The priority for developers and housebuilders in Britain is to sustain guaranteed profits of at least 20% – higher than most other parts of the economy. Local authority planning obligations, especially those for ‘affordable’ (ie below market price) accommodation, building regulations and sustainability demands constitute a drain on profits. There is a whole industry devoted to helping developers use ‘viability studies’ to avoid such obligations. They are helped by a well-oiled ‘revolving door’ between the property sector and government at both national and local level. Last year a Guardian investigation revealed that almost one in ten local councillors in London work for property companies or have received gifts or hospitality from them.
This rotten symbiosis is the inevitable result of what the housing commentator Bob Colenutt has called ‘the finance-property complex’ – the ever-close merger between City of London finance and property, with international capital pouring into land as a long-term and highly profitable investment. The British Property Federation estimates the market value of the country’s real estate at £1,662bn, representing 21% of total net wealth and contributing £101.2bn to the economy – 7% of GDP. No wonder the ruling class will sweep aside all constraints on the sector’s profitability. Land and property are the go-to repository for international corporations, banks, pension funds and insurance companies. The housebuilding sector is enshrined within the City of London. This merger between finance capital and land ownership is at the core of British capitalism.

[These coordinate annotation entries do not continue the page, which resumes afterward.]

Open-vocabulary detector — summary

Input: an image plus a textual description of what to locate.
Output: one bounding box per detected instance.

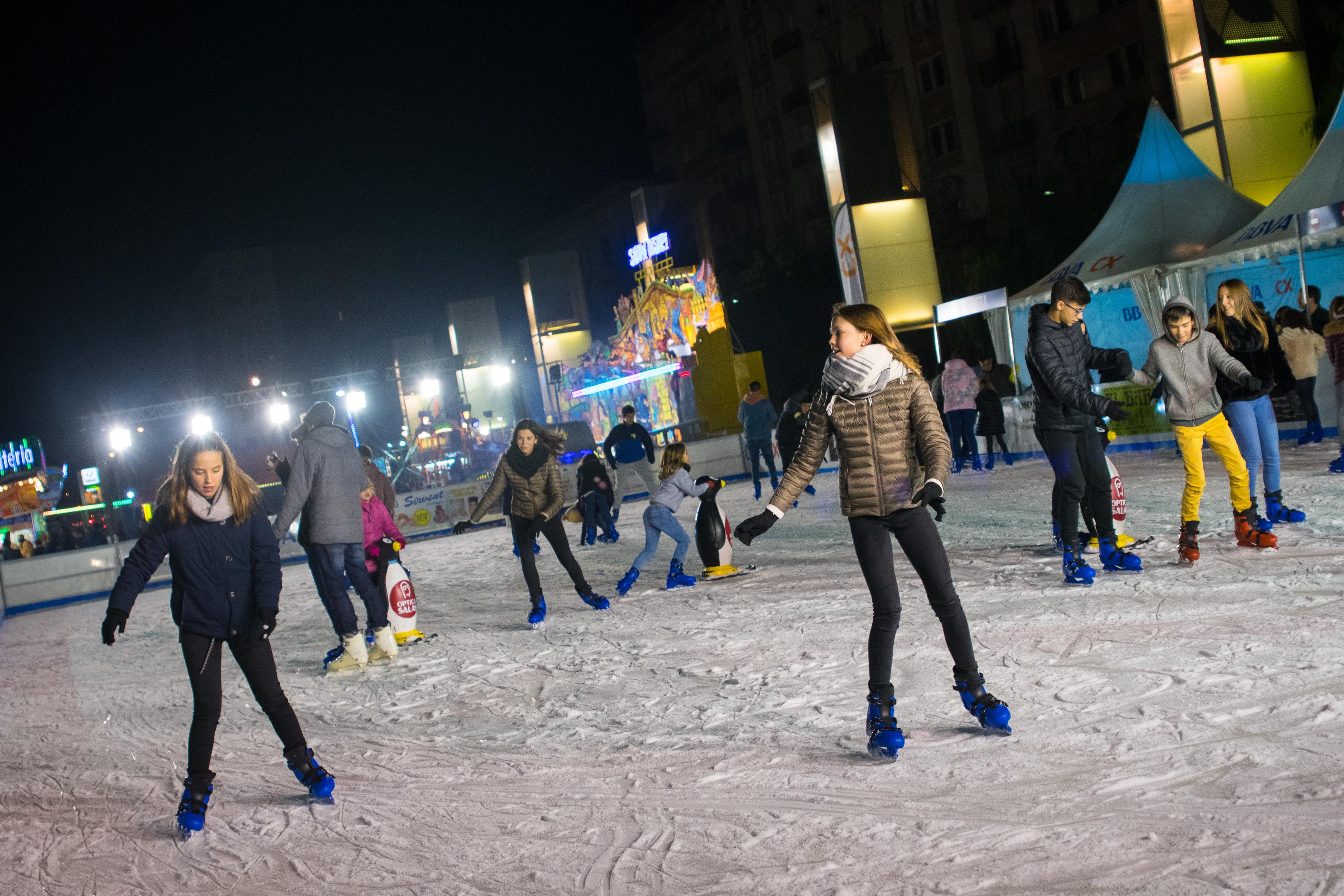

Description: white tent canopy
[1189,92,1344,265]
[1009,101,1262,333]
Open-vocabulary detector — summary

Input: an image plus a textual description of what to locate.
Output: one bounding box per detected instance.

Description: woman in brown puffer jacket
[453,420,612,626]
[737,305,1009,759]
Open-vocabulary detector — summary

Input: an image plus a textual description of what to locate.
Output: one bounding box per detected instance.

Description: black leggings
[179,629,307,775]
[849,508,977,693]
[509,513,590,600]
[1036,427,1116,555]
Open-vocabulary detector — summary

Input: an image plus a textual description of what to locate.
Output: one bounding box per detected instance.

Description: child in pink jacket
[359,480,406,578]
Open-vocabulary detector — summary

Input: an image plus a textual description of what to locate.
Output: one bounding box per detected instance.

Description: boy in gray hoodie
[1129,296,1278,563]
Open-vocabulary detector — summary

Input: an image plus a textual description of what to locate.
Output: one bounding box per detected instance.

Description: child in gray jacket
[1129,296,1278,563]
[616,442,715,594]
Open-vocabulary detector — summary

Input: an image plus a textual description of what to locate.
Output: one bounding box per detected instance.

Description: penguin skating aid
[695,480,755,582]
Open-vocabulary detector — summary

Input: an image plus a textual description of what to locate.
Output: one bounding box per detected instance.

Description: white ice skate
[327,631,368,674]
[368,625,398,664]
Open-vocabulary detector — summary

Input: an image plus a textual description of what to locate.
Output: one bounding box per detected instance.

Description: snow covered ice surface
[0,445,1344,896]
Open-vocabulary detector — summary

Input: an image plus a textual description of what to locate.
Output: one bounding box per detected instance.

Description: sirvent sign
[0,439,36,476]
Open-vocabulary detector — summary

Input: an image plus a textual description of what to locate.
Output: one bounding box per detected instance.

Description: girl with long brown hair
[102,433,336,836]
[453,419,612,626]
[616,442,715,594]
[737,305,1009,759]
[1208,278,1306,532]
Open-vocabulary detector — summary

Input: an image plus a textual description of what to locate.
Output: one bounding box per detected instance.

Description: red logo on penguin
[391,579,415,619]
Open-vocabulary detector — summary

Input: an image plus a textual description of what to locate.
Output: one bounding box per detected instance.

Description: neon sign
[0,439,36,476]
[570,361,681,398]
[625,231,672,267]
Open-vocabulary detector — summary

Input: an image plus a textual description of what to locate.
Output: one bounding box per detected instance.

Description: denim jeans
[1223,395,1278,497]
[948,407,980,461]
[583,491,612,537]
[747,439,778,486]
[308,543,387,637]
[630,504,691,570]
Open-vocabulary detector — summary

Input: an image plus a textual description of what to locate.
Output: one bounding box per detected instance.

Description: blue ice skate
[867,693,906,759]
[1097,539,1144,572]
[527,595,546,629]
[579,589,612,610]
[1265,491,1306,523]
[177,774,215,840]
[616,568,640,596]
[668,560,695,591]
[952,672,1012,735]
[1063,547,1097,586]
[285,747,336,799]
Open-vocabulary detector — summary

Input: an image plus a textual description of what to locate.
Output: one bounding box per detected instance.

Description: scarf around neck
[187,485,234,523]
[504,442,551,480]
[821,342,910,414]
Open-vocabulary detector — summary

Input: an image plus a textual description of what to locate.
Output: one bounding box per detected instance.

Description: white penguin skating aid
[695,480,755,582]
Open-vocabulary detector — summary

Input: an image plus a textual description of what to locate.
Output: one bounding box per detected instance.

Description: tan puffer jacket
[770,373,952,516]
[472,447,564,523]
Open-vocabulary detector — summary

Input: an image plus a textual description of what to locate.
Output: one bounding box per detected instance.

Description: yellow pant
[1172,414,1251,523]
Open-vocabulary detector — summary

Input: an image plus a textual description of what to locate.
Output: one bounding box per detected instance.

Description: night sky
[0,1,653,463]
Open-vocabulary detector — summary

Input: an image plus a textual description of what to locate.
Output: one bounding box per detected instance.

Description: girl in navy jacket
[102,433,336,836]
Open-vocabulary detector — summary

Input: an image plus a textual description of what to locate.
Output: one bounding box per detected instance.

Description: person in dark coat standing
[102,433,336,832]
[976,376,1012,470]
[1027,277,1141,584]
[265,402,396,673]
[1208,278,1306,521]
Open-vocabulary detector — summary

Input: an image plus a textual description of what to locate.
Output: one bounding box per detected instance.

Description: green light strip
[42,504,108,516]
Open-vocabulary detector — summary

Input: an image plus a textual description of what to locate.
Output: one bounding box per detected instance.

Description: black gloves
[735,510,780,544]
[910,482,948,523]
[102,607,129,646]
[257,607,278,641]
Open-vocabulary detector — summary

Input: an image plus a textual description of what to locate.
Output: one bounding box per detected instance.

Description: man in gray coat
[273,402,387,646]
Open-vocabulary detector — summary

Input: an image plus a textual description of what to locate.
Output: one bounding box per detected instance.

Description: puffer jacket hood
[770,373,952,516]
[1027,302,1129,433]
[274,426,368,544]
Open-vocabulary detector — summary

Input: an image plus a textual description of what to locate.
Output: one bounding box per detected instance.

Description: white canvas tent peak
[1202,98,1344,263]
[1009,100,1262,306]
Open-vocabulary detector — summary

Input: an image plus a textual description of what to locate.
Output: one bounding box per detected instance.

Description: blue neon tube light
[570,361,681,398]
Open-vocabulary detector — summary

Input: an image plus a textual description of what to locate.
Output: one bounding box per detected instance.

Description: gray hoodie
[1129,296,1251,426]
[273,426,365,545]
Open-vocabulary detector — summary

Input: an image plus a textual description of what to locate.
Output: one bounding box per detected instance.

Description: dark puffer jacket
[108,505,280,639]
[1207,317,1297,403]
[472,446,564,523]
[1027,304,1129,433]
[770,373,952,516]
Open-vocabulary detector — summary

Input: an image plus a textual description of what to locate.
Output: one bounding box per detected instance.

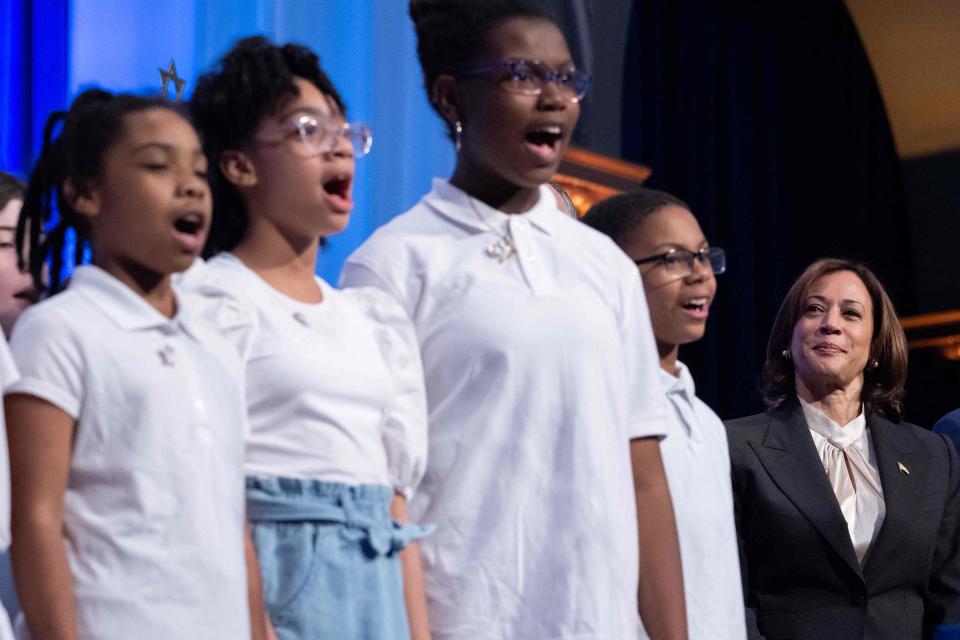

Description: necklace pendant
[486,238,516,264]
[293,311,310,327]
[157,344,176,367]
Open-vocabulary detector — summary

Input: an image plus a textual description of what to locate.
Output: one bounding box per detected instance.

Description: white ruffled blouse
[182,253,427,498]
[800,399,887,565]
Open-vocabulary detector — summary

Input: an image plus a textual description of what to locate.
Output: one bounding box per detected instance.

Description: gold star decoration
[160,58,187,100]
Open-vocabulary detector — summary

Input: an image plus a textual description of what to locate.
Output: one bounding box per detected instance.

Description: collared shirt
[799,398,887,565]
[660,361,747,640]
[343,180,666,640]
[183,253,427,497]
[7,266,250,640]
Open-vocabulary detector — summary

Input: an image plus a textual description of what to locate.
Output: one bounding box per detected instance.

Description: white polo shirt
[0,333,20,640]
[183,253,427,497]
[659,361,747,640]
[343,180,666,640]
[7,266,250,640]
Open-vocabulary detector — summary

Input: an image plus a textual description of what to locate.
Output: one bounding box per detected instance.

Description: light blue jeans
[247,477,429,640]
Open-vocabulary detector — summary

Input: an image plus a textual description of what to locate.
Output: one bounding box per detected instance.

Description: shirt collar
[423,178,564,235]
[69,265,196,338]
[657,360,697,402]
[798,398,867,449]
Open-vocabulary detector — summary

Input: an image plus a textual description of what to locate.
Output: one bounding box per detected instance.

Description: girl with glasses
[343,0,685,640]
[185,37,426,640]
[583,189,746,640]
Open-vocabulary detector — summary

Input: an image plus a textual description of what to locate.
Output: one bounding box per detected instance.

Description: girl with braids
[6,89,265,640]
[185,37,427,640]
[343,0,685,640]
[0,171,37,338]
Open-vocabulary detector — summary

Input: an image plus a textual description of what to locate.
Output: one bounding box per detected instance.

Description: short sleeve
[346,287,427,499]
[340,235,423,320]
[0,334,20,392]
[620,256,668,439]
[4,304,85,420]
[0,333,20,552]
[178,267,258,362]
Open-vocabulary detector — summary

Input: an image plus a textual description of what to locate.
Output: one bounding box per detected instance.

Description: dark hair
[410,0,557,135]
[17,89,188,293]
[582,188,690,247]
[190,36,346,256]
[760,258,907,422]
[0,171,27,209]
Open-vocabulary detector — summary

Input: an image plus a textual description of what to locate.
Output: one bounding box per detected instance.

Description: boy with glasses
[583,189,746,640]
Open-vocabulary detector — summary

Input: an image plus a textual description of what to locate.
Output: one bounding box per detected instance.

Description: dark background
[551,0,960,427]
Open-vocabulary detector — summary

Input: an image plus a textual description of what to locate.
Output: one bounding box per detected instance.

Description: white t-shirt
[0,333,20,640]
[659,362,747,640]
[184,253,427,496]
[7,266,250,640]
[343,180,666,640]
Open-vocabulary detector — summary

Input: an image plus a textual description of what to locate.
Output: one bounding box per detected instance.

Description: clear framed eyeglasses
[457,58,591,102]
[258,113,373,158]
[633,247,727,278]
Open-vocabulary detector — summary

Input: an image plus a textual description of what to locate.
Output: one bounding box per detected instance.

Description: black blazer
[726,400,960,640]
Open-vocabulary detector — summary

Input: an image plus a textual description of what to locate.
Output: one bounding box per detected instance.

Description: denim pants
[247,477,428,640]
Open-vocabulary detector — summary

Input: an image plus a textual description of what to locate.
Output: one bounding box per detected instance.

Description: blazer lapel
[750,402,863,579]
[864,415,926,574]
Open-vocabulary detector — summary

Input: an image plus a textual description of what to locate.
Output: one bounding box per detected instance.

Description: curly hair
[16,89,183,293]
[190,36,346,257]
[760,258,907,422]
[409,0,557,135]
[582,188,690,247]
[0,171,27,209]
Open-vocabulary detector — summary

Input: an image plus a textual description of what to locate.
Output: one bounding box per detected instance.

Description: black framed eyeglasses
[633,247,727,278]
[456,58,591,102]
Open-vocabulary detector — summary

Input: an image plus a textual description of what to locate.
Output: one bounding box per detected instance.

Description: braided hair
[0,171,27,209]
[190,36,346,257]
[16,89,186,293]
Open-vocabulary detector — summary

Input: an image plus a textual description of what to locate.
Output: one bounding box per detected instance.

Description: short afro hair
[190,36,346,257]
[583,188,690,247]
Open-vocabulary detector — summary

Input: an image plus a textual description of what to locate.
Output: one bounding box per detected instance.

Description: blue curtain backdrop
[0,0,453,282]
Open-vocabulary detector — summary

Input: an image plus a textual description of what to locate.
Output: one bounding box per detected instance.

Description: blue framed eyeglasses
[456,58,591,102]
[633,247,727,278]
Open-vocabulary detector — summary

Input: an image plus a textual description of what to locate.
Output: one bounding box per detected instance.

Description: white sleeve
[0,333,20,552]
[4,304,86,420]
[349,287,427,500]
[178,272,258,363]
[0,333,20,391]
[620,261,668,439]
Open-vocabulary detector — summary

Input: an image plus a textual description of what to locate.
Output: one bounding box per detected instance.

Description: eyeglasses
[456,58,591,102]
[633,247,727,278]
[258,114,373,158]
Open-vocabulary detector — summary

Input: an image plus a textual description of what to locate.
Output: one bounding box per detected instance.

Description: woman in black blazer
[727,259,960,640]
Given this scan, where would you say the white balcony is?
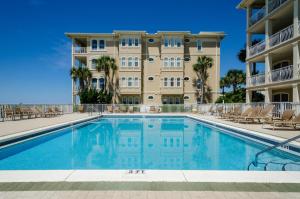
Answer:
[249,7,266,26]
[269,25,294,47]
[268,0,288,13]
[73,46,87,54]
[249,40,266,57]
[270,65,293,82]
[248,73,265,86]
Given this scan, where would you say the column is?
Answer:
[294,0,300,37]
[246,89,252,103]
[293,41,300,79]
[265,53,272,84]
[292,84,300,103]
[265,88,272,103]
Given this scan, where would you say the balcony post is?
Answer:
[265,88,272,103]
[294,0,300,37]
[265,19,273,50]
[246,89,252,103]
[265,53,272,84]
[293,84,300,103]
[293,41,300,79]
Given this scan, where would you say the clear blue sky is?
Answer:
[0,0,246,103]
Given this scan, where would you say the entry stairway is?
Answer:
[247,135,300,171]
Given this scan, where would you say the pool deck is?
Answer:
[0,113,300,198]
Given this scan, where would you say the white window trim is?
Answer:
[90,38,107,52]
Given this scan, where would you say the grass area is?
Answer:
[0,182,300,192]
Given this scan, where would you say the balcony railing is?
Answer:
[248,73,265,86]
[249,24,292,57]
[270,65,293,82]
[249,41,266,57]
[269,25,294,47]
[268,0,288,13]
[249,7,266,26]
[73,46,86,54]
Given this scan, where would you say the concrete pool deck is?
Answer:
[0,114,300,183]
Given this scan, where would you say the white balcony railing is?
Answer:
[73,46,86,54]
[268,0,288,13]
[249,7,266,26]
[249,40,266,57]
[270,65,293,82]
[248,73,265,86]
[269,25,294,47]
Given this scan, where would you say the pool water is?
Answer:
[0,116,300,170]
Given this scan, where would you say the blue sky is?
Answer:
[0,0,246,103]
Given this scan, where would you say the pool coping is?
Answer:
[0,113,300,183]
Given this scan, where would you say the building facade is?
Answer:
[66,31,224,105]
[238,0,300,102]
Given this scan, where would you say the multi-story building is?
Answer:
[66,31,224,105]
[238,0,300,102]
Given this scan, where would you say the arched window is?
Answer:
[121,57,126,67]
[128,57,133,67]
[164,57,169,67]
[134,57,139,67]
[170,57,175,67]
[176,57,180,67]
[98,77,105,90]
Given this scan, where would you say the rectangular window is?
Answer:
[197,40,202,51]
[134,38,139,46]
[92,79,97,88]
[92,40,98,50]
[176,77,181,87]
[134,57,139,67]
[121,38,126,46]
[121,57,126,67]
[134,77,139,87]
[127,77,132,87]
[164,37,169,47]
[99,39,105,49]
[170,77,174,87]
[164,77,168,87]
[128,38,132,46]
[91,59,97,69]
[176,38,181,48]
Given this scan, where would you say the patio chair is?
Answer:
[54,107,64,115]
[237,106,262,123]
[273,114,300,131]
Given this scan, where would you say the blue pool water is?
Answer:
[0,116,300,170]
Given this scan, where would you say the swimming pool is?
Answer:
[0,116,300,170]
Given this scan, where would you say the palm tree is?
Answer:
[220,77,229,95]
[193,56,213,103]
[226,69,246,93]
[96,56,118,92]
[70,67,92,90]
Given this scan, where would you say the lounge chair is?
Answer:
[273,114,300,131]
[128,106,133,113]
[237,106,262,123]
[54,107,64,115]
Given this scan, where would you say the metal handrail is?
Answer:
[248,135,300,170]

Far from sacking Jenrick, Johnson has given him the green light for more deregulation, opening up a bonanza for developers and housebuilders that will only bring more housing misery for the working class. Plans include the creation of special development zones, in which private developers will play an expanded role. Jenrick has promised to ‘speed up and simplify this country’s overly bureaucratic planning process’ – taking away even the limited constraints imposed by local authority planners. So-called ‘Project Speed’ will expand ‘permitted development rights’, hastening the conversion of office blocks into cramped, poor quality homes and fuelling the rise of a new slum tenure for the poorest sections of the working class.